Ce qu’un module coûte à fabriquer, et ce qu’il devient ensuite
Un panneau émet avant de produire. Le temps de retour énergétique, le lieu de fabrication, la filière de recyclage et la question des sols : ce que les études disent, et ce sur quoi elles ne s'accordent pas.
Un module photovoltaïque ne produit pas d’électricité sans en avoir consommé : il faut extraire de la silice, la réduire en silicium, le purifier, le cristalliser, le découper, l’assembler sous verre et l’acheminer. Ce coût initial est réel, il est mesurable, et il est le premier argument qu’on oppose au solaire. Il mérite donc d’être regardé de près plutôt que balayé.
Le temps de retour énergétique
La grandeur qui répond à cette objection porte un nom : le temps de retour énergétique, c’est-à-dire la durée au bout de laquelle l’installation a produit autant d’énergie qu’il en a fallu pour la fabriquer. Il se compte en années, pas en décennies, et il dépend fortement de deux paramètres : l’ensoleillement du lieu d’installation et le mix électrique du lieu de fabrication.

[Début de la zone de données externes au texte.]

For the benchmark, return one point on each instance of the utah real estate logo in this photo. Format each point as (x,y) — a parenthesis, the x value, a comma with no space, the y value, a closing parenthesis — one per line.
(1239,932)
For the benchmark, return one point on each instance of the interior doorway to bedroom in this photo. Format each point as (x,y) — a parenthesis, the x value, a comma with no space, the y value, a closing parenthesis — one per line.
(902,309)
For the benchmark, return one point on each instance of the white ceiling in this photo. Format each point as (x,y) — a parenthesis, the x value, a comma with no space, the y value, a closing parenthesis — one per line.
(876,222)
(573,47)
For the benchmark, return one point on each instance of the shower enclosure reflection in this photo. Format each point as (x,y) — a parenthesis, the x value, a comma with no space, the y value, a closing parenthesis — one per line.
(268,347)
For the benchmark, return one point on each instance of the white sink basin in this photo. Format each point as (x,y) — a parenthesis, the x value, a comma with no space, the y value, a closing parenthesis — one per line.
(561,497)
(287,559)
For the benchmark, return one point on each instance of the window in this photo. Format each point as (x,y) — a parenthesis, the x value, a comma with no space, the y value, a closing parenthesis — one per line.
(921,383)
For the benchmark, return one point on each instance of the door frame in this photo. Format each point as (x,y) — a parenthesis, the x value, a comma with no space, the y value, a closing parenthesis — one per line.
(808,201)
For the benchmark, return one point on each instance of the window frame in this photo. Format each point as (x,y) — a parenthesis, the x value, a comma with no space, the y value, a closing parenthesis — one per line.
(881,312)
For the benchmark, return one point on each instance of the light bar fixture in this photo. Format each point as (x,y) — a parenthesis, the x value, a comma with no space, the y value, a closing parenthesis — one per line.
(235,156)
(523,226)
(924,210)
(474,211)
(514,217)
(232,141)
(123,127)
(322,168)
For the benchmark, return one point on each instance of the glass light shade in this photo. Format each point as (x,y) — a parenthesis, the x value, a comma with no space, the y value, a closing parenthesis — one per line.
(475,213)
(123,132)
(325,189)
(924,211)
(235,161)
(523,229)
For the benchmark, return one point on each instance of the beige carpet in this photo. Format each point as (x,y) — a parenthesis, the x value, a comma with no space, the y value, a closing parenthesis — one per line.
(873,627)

Le second point est le plus discriminant, et il est rarement dit. La purification du silicium est très consommatrice d’électricité : un module fabriqué avec une électricité déjà décarbonée porte un contenu carbone très inférieur à un module identique fabriqué avec une électricité au charbon. Le lieu de production compte donc autant que la technologie.
Ce que contient un module
En masse, un module classique est d’abord du verre, puis un cadre d’aluminium, puis un ensemble de cellules de silicium, des rubans de cuivre étamés, une petite quantité d’argent pour la métallisation, et des polymères d’encapsulation. Aucun de ces matériaux n’est rare au sens géologique ; l’argent est le plus coûteux, et c’est celui que les fabricants cherchent le plus activement à réduire.
Cette composition explique le taux de valorisation atteint par la filière de recyclage : le verre et l’aluminium, qui font l’essentiel du poids, se recyclent bien et depuis longtemps.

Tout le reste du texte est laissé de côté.